4. log.dir and log.dirs
Kafka saves all messages on disk, and these two parameters are used to configure the root directory where Kafka log files are stored. Generally, log.dir is used to configure a single root directory, while log.dirs is used to configure multiple root directories (separated by commas), but Kafka does not impose any mandatory restrictions on this, that is, both log.dir and log.dirs can be used to configure a single or multiple root directories. The priority of log.dirs is higher than that of log.dir, but if log.dirs is not configured, the configuration of log.dir will prevail. By default, only the log.dir parameter is configured, and its default value is / TMP / Kafka logs.
5. message.max.bytes
This parameter is used to specify the maximum message that the broker can receive. The default value is 1000012 (B), which is about 976.6KB. If the message sent by the Producer is greater than the value set by this parameter, the (Producer) will report an exception of RecordTooLargeException. If you need to modify this parameter, you should also consider the influence of parameters such as max.request.size (client parameter) and max.message.bytes (topic parameter). In order to avoid cascading effects caused by modifying this parameter, it is recommended to consider the feasibility of splitting messages before modifying this parameter.

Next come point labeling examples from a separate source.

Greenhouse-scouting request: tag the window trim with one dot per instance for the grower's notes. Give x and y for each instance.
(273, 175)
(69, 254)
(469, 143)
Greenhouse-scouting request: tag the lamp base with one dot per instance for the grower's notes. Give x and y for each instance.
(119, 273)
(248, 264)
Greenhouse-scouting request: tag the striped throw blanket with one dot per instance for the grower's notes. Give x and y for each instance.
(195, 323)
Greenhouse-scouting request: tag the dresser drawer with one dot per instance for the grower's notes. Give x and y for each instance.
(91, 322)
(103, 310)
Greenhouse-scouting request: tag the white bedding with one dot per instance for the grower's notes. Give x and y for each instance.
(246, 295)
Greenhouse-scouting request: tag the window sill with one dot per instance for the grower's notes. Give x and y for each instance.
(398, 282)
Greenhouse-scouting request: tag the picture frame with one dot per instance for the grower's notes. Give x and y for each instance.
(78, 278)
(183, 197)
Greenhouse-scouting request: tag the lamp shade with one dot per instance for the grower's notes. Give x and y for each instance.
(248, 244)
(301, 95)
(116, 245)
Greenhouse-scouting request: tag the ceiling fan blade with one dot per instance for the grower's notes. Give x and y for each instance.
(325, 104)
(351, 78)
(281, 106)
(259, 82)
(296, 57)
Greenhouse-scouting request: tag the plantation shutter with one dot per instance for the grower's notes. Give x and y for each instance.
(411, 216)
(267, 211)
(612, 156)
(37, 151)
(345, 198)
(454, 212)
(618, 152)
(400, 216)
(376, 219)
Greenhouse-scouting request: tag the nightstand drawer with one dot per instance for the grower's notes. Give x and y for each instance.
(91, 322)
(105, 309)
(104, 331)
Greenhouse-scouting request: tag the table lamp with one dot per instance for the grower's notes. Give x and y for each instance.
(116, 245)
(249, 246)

There are also some server-side parameters not mentioned in this section. These parameters are also very important. They need to be described in separate chapters or scenarios. For example, unclean.leader.selection.enable, log.segment.bytes and other parameters will be mentioned in later chapters.
summary
Through the content introduction of the previous two chapters, I believe readers have a preliminary understanding of Kafka, and then we can officially start to study how to use Kafka correctly and effectively.